Sometimes story elements aren’t significant or immediately relevant, but are necessary to make the game flow smoothly and keep the story interesting, often by placing limits on player authorship or providing a way to settle differences of opinion about the direction of the story. For example, most fantasy stories don’t include any scenes of the wizard deciding what spells he’s going to learn, but it’s often helpful to establish which spells a PC wizard has at his disposal (or at least the general limits of the character’s magical ability) so the player doesn’t try to solve every problem that comes up with Marysueomancy. This will involve brainstorming and possibly even defining the details for spells that the player may not pick and coming up with guidelines for a spell selection process that doesn’t happen in the source material, but it’s unlikely that work will go to waste since most GMs will find a way to use it before the campaign wraps up. The necessity of gameplay rules is often a function of player group dynamics. Players who know one another and have similar storytelling sensibilities can usually get by with fewer and less detailed gameplay rules than groups who don’t.
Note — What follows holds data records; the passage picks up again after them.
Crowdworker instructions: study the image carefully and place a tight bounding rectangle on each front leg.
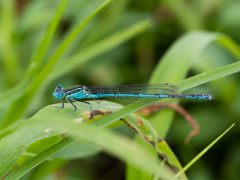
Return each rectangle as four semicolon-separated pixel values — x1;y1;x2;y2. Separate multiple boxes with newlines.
53;99;64;108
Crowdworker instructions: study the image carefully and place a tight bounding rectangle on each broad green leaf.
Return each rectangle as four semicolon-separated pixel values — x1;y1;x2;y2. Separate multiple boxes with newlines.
174;124;235;179
1;0;110;128
126;32;240;180
0;102;174;179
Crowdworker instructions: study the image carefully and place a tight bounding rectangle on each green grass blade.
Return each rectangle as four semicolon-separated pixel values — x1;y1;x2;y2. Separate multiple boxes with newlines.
1;107;173;179
1;0;110;128
23;0;68;80
176;62;240;91
174;124;235;179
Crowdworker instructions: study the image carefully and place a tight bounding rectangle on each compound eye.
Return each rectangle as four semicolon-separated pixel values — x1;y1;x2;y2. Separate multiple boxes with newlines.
56;84;63;91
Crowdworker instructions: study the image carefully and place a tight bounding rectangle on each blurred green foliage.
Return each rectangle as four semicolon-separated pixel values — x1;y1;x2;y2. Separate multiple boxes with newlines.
0;0;240;180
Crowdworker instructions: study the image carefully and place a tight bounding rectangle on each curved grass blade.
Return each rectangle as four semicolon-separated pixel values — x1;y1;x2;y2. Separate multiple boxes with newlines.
174;124;235;179
123;115;187;179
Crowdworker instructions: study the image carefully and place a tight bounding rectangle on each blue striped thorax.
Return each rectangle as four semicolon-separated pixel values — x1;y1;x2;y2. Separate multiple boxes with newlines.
53;84;65;99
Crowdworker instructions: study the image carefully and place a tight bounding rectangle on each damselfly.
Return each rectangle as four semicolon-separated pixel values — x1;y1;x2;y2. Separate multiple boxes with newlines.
53;83;213;118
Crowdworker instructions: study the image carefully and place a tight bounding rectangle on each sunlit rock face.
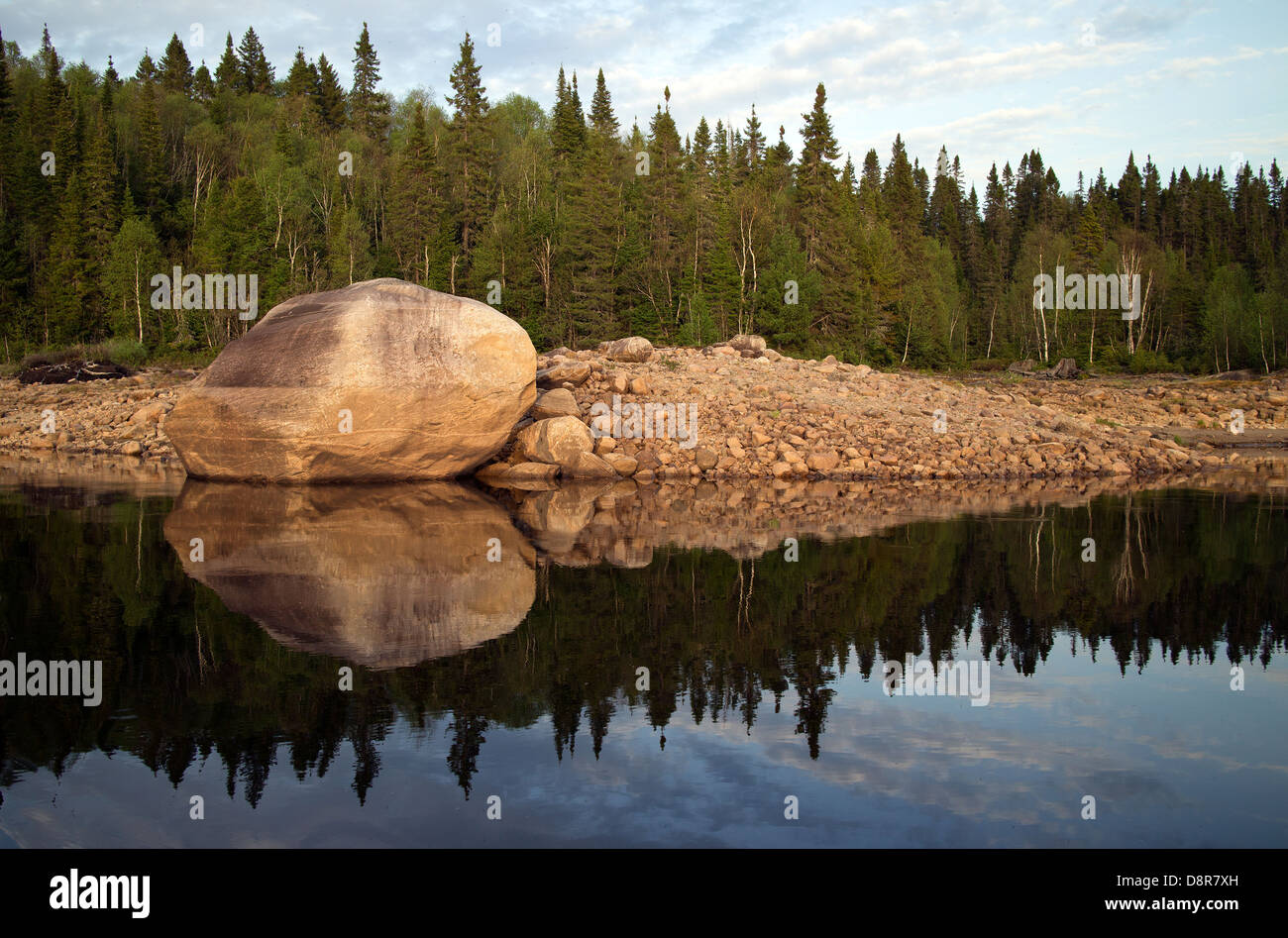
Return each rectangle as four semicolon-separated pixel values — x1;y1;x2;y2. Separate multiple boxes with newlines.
164;479;536;668
164;278;536;482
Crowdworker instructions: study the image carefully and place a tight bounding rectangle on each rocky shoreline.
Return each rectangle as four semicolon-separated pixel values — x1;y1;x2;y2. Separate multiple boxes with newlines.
0;337;1288;488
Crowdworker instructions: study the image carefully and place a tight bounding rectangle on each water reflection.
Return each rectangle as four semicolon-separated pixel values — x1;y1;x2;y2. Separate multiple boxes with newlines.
0;459;1288;843
164;479;536;669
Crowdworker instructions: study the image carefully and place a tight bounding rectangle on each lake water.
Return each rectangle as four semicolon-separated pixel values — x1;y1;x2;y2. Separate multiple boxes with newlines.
0;468;1288;847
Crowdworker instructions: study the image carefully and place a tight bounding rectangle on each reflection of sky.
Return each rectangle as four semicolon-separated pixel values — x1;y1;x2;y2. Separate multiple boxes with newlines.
0;638;1288;847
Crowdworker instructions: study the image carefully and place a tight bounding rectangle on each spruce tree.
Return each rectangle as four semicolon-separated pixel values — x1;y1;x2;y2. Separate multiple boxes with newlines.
160;33;192;94
317;52;344;130
215;33;242;91
447;33;490;258
349;23;389;141
192;60;215;100
237;26;273;94
590;68;619;139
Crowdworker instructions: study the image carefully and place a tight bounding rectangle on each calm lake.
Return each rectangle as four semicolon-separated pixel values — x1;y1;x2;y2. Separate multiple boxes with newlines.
0;459;1288;847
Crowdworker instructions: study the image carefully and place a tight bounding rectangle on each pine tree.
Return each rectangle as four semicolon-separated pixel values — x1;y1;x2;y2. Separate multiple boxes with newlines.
286;47;317;98
796;82;840;266
215;33;242;91
742;104;765;172
192;60;215;100
237;26;273;94
550;65;580;159
134;49;158;82
349;23;389;141
160;33;192;94
590;68;619;139
447;33;490;258
317;52;344;130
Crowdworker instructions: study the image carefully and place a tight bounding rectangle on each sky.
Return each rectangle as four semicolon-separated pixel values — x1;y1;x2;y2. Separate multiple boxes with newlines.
0;0;1288;194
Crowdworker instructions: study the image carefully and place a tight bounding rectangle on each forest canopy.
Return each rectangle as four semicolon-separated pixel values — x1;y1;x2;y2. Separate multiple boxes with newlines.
0;23;1288;371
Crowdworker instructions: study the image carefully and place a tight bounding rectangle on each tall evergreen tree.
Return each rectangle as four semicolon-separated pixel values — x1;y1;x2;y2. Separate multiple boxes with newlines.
160;33;192;94
349;23;389;141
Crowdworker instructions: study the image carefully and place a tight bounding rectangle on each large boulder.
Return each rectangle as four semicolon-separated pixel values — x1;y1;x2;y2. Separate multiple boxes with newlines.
164;278;537;482
164;479;537;669
514;416;595;467
602;335;653;363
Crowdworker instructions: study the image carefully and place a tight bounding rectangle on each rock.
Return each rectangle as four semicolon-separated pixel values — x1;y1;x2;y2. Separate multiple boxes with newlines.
805;450;841;472
1046;359;1078;381
514;416;593;467
561;453;617;479
604;453;639;475
130;401;166;424
693;446;720;471
164;278;536;482
535;361;591;388
164;484;536;668
476;463;559;483
532;388;581;420
604;335;653;363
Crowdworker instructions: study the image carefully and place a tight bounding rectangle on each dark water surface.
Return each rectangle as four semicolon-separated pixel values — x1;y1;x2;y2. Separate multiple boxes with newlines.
0;461;1288;847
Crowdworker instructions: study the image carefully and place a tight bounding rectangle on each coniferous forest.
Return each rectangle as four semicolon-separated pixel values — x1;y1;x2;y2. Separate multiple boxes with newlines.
0;25;1288;372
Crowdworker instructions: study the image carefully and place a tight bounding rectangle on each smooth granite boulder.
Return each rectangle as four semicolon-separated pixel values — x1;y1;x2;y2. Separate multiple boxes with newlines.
164;278;536;483
164;479;537;669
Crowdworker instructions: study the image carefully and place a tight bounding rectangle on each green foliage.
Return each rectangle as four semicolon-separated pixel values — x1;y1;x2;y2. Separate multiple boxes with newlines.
0;25;1288;371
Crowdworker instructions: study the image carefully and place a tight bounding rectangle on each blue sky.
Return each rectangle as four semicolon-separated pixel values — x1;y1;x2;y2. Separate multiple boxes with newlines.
0;0;1288;191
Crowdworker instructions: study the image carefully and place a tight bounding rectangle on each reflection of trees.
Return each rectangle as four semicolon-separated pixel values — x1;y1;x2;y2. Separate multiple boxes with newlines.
0;493;1288;805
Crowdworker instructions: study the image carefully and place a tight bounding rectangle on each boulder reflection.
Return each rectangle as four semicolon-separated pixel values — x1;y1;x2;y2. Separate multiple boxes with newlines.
164;479;536;669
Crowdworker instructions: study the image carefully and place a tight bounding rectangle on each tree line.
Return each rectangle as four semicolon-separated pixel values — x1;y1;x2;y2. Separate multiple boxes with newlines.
0;488;1288;798
0;23;1288;371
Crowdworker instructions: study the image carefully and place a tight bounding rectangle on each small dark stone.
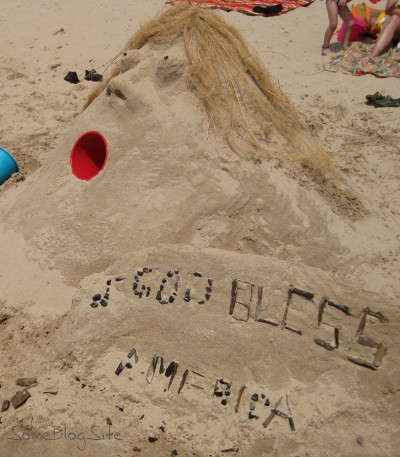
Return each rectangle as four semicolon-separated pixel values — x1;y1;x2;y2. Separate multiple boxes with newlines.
85;68;103;82
64;71;79;84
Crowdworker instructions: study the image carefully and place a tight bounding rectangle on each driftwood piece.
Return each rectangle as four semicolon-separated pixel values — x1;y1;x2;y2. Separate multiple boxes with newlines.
229;279;238;316
286;394;296;432
115;360;125;376
289;285;315;300
43;386;58;395
346;355;378;370
285;325;303;335
16;378;38;387
190;383;204;390
146;355;158;384
235;386;246;413
257;317;279;327
327;298;351;315
128;348;139;363
168;362;179;390
357;335;379;349
372;344;387;367
178;368;189;395
11;390;31;409
314;338;336;351
254;287;263;321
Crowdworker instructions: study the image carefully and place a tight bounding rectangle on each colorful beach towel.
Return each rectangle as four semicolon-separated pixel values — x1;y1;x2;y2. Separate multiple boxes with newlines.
166;0;314;16
322;43;400;78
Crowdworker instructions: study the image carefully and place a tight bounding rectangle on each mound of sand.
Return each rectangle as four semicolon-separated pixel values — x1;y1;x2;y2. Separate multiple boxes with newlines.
0;3;400;457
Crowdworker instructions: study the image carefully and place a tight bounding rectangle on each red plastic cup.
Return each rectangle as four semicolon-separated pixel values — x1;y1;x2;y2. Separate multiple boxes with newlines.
70;130;108;181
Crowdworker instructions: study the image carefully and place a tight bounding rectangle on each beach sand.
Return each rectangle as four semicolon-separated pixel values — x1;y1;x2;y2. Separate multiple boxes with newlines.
0;0;400;457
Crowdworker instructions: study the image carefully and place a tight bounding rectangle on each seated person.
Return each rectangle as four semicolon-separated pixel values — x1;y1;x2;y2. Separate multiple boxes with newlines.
371;0;400;57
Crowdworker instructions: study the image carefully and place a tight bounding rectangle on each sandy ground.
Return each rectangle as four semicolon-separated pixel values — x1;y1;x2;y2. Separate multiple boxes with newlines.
0;0;400;457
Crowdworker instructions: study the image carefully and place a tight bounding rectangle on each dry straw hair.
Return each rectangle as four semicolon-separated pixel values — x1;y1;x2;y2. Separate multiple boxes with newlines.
86;4;330;174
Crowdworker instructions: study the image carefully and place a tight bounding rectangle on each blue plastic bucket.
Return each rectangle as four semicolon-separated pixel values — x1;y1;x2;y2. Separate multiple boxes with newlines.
0;144;19;185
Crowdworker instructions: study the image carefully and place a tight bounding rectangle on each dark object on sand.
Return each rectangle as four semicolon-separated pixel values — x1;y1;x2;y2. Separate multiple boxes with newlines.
64;71;80;84
253;5;283;15
1;400;10;412
365;92;400;108
11;390;31;409
16;378;38;387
Gameplay rules can also include variations that change the “feel” of the rules in order to underscore differences in the game world or assist the players in interpreting the results of dice rolls. For example, a world with monsters may include pixies, who are hard to hit because they’re really small and fast and agile, as well as trolls, who are slow and easy to hit but who have such thick skin that most weapons just bounce off without causing much damage. Both of these defensive advantages could be modeled with a Boost on defense rolls, but using the same mechanic leaves communicating how the monster avoided damage and deciding whether the player missed troll or just didn’t hit it hard enough up to the GM. Taking away the troll’s Boost and giving him an armor or soak rating that decreases any damage he takes (effectively giving the attacker an Effect Penalty) lets the rules underscore the difference. If the either creature wins the combat roll when defending, they dodge. If the troll loses the combat roll but its soak rating reduces the damage to 0, the player landed a blow, but the troll didn’t feel it.